Kelompok Pojok berkolaborasi dengan Pusat Studi Perempuan (PSP) Sadra sukses menyelenggarakan “Diadua: Q&A Performance” pada 12–13 Juli 2025 di Ruang Pameran Planetarium, Taman Ismail Marzuki. Pertunjukan teater berbasis riset ini merupakan bagian kedua dari rangkaian program “RIS3T 2025”—sebuah inisiatif artistik yang berani dan reflektif.
Mengusung pendekatan kritis dan transformatif, “Diadua” hadir bukan hanya sebagai karya seni, tetapi juga sebagai bentuk perlawanan simbolik terhadap ketidakadilan struktural. Proyek ini mendapat dukungan penuh dari Kementerian Kebudayaan Republik Indonesia, Dana Indonesiana, serta Lembaga Pengelola Dana Pendidikan (LPDP), mempertegas komitmen negara terhadap praktik seni yang berpihak dan berpikiran maju.
Fokus utama dari “Diadua: Q&A Performance” adalah menggali dan menyuarakan narasi-narasi personal perempuan—khususnya perempuan Muslim dari kelompok tertentu—yang selama ini kerap dibungkam oleh lapisan stigma, pengucilan sosial, dan cengkeraman patriarki yang berjejak panjang. Dalam ruang teater yang intim namun penuh daya ledak, Kelompok Pojok dan PSP Sadra menghadirkan realitas yang selama ini tersembunyi di balik diam. Pertunjukan ini tidak hanya memantik empati, tetapi juga menantang cara pandang publik terhadap relasi rumit antara gender, iman, dan marginalisasi dalam lanskap sosial-keagamaan Indonesia yang majemuk.
Bagi Pusat Studi Perempuan (PSP) Sadra, keterlibatan dalam proyek ini bukan sekadar partisipasi, melainkan pengejawantahan langsung dari visi dan misi lembaga: menjadikan seni pertunjukan sebagai medium yang kuat untuk mengangkat narasi sosial dan membuka ruang refleksi kolektif. “Diadua” lahir dari riset lapangan yang mendalam serta wawancara intensif yang dilakukan oleh Kelompok Pojok dan PSP Sadra—menjadikannya lebih dari sekadar pertunjukan, melainkan representasi dari realitas yang teramati dan teralami.

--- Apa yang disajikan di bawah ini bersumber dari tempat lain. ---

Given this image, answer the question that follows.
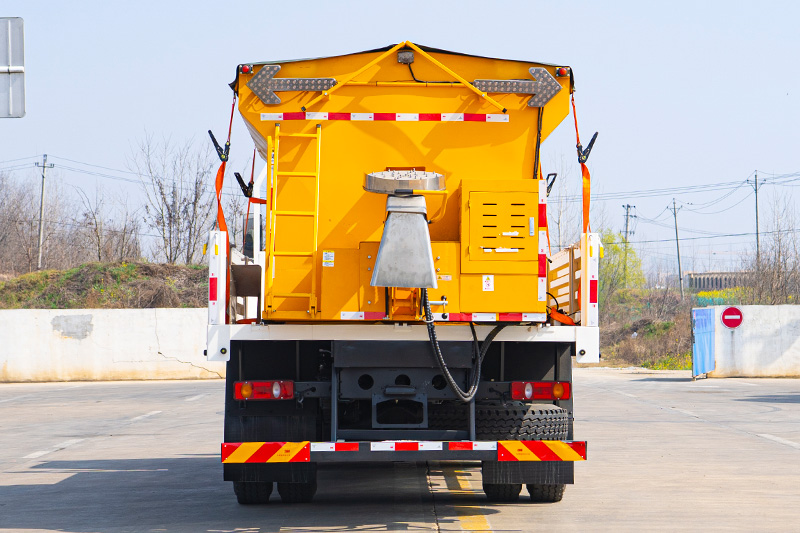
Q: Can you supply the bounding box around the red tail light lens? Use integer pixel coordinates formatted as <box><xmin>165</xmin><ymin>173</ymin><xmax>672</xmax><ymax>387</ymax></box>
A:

Pentas ini diperankan secara penuh penghayatan oleh Nasrotu Rahmah dan Tsurayya Khoirunnisa Almubarokah sebagai pemeran utama. Dalam satu momen penuh makna, Tim PSP Sadra turut menghadirkan lagu teatrikal berjudul “Siti Fathimah”—sebuah penghormatan terhadap figur perempuan suci yang dijunjung tinggi oleh umat beriman. Tak hanya itu, pentas juga menampilkan tarian Saman yang diinterpretasikan sebagai bentuk penghormatan dan duka atas gugurnya Sayyidina Husein dalam tragedi Asyura—sebuah simbol perlawanan dan pengorbanan yang melintasi ruang dan waktu.
Pementasan “Diadua: Q&A Performance” tak lepas dari peran sentral para tokoh di balik layar. Sebagai Produser Eksekutif sekaligus inisiator, Iqbal Samudra menjadi nahkoda utama yang mengarahkan visi artistik dan konseptual pertunjukan ini. Di tangannya, ide-ide besar tentang identitas, ketidakadilan, dan perlawanan diwujudkan dalam bentuk artistik yang menggugah dan reflektif.
Pertunjukan ini juga ditopang oleh kehadiran para talenta luar biasa yang memberi jiwa pada narasi-narasi kompleks yang dibawakan. Di balik panggung, dukungan penuh datang dari Pusat Studi Perempuan Sadra yang berada di bawah naungan Deputi Perguruan Tinggi Hikmat Al-Mustafa. Keterlibatan mereka menjadi bukti nyata bahwa kolaborasi antara riset akademis dan ekspresi seni dapat menjadi medium strategis untuk menyuarakan nilai-nilai keadilan, kesetaraan, dan kemanusiaan dalam lanskap sosial yang terus berubah.
Pertunjukan ini berhasil menarik perhatian berbagai lapisan masyarakat, menyatukan mereka dalam sebuah pengalaman artistik dan intelektual yang mendalam. “Diadua: Q&A Performance” bukan sekadar tontonan—ia menjelma menjadi ruang dialog yang hidup, yang menggugah hati dan menggerakkan kesadaran. Melalui pertunjukan ini, dinding-dinding prasangka mulai runtuh. Banyak penonton mengaku tersentuh secara emosional dan lebih terbuka dalam memandang realitas, khususnya terhadap kelompok perempuan yang selama ini terpinggirkan dalam narasi arus utama di Indonesia.